Abu Dhabi Investment Authority comes out

Sort of.

The International Herald Tribune:
After decades in the shadows, the fund, the Abu Dhabi Investment Authority, is turning heads on Wall Street and in Washington by making high-profile investments in the United States and elsewhere.

Known as ADIA (pronounced ah-DEE-ah), the fund recently formed a small team that is now buying big stakes in Western companies. This unit masterminded ADIA's $7.5 billion investment in Citigroup, the largest U.S. bank, in November. It has also taken a large position in Toll Brothers, one of America's biggest home builders.

"There is an idea that Abu Dhabi should not be the underdog of the map," said Frauke Heard-Bey, a historian who has written a book about the political emergence of the United Arab Emirates. "They have the money to buy companies that are ailing, and why should they not? Why not make a mark?"

ADIA is the largest of the world's sovereign wealth funds, giant pools of money controlled by cash-rich governments, particularly in Asia and Middle East. But Abu Dhabi, the wealthiest of the seven Arab emirates, says little about its fund. Few outsiders know for sure where ADIA invests, or even how much money it controls. And secrecy breeds hyperbole; some estimates of the fund's size exceed $1 trillion.
Since ADIA's genesis in 1976, the fund has followed a conservative investment approach. It has farmed out its assets to foreign money managers and taken stakes in companies based upon their weighting in benchmark stock indexes like the Standard & Poor's 500. ADIA is also one of the largest institutional investors in hedge funds and private-equity funds. This approach has served ADIA well and reflects the strongly felt notion that the fund's ultimate purpose is to serve as a financial reserve for Abu Dhabi in times when oil revenues are less robust.
With oil at about $100 a barrel, bankers and analysts estimate Abu Dhabi produces a surplus of at least $50 billion a year. Given the emirate's small population, 80 percent of which is foreign born, even the most expansive investment and welfare policies make it hard to put a dent in such a sum.
People who worked at ADIA from its earliest days in the late 1970s and 1980s say that the fund's reticence dates to its formation.

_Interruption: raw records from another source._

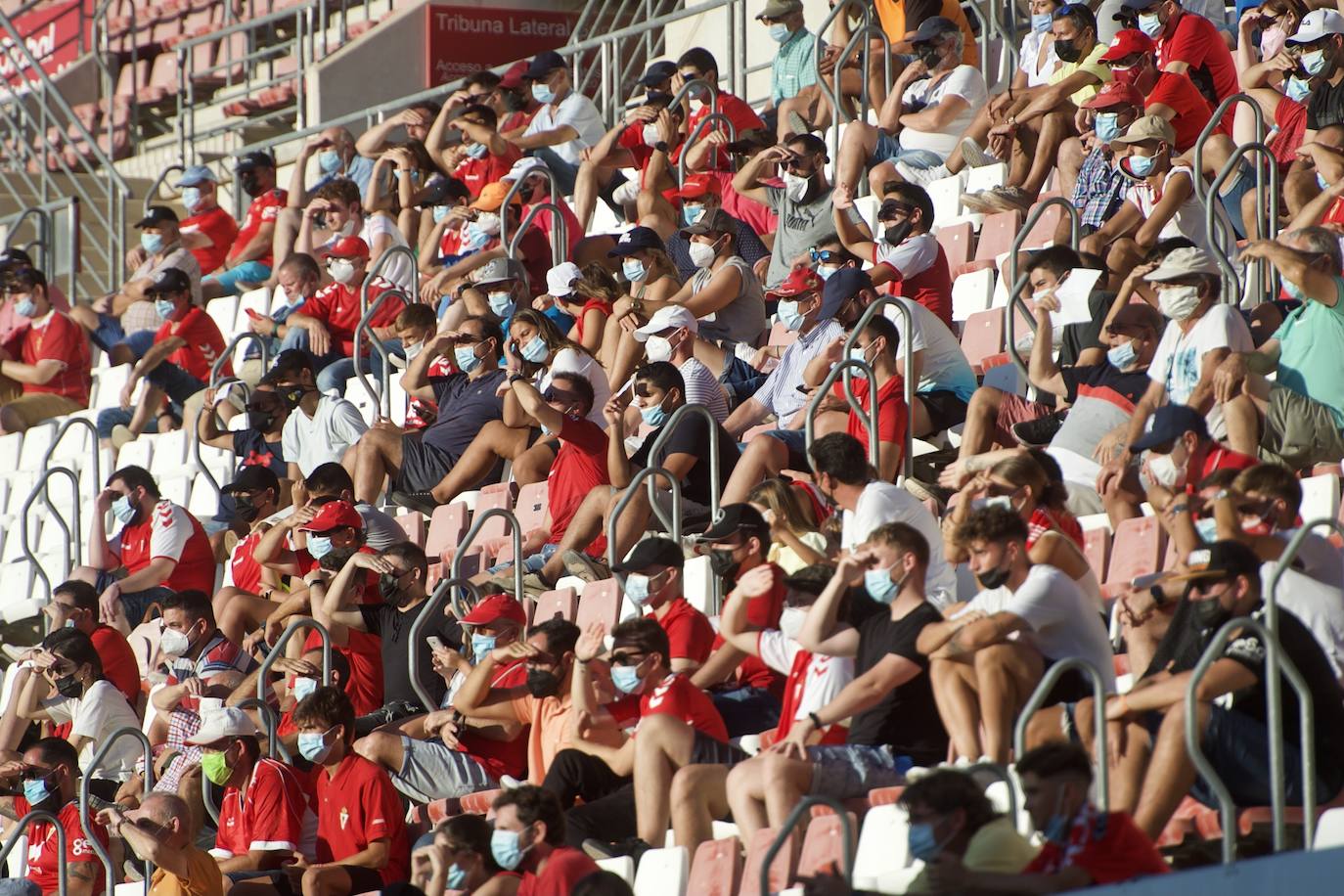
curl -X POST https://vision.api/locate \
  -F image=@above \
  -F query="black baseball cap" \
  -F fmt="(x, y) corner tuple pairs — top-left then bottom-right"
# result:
(145, 267), (191, 295)
(611, 536), (686, 573)
(136, 205), (179, 227)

Some see this as a reflection of Abu Dhabi's small size, insular culture and geographical vulnerability, a sense that the less that is known about the specifics of ADIA's hoard, the better.

"ADIA does not answer to a wide public at home," said David Mack, a former United States ambassador to the United Arab Emirates.

"They are a small country in an area with some nasty countries like Iran that can make trouble for them. They don't like to advertise."
Actually, there is a public to answer to. Part of the balancing act is to make sure the citizenry remains content with the welfare system. You might think that part of that strategy would be to keep the public ignorant of the size of the country's wealth. But you might be wrong.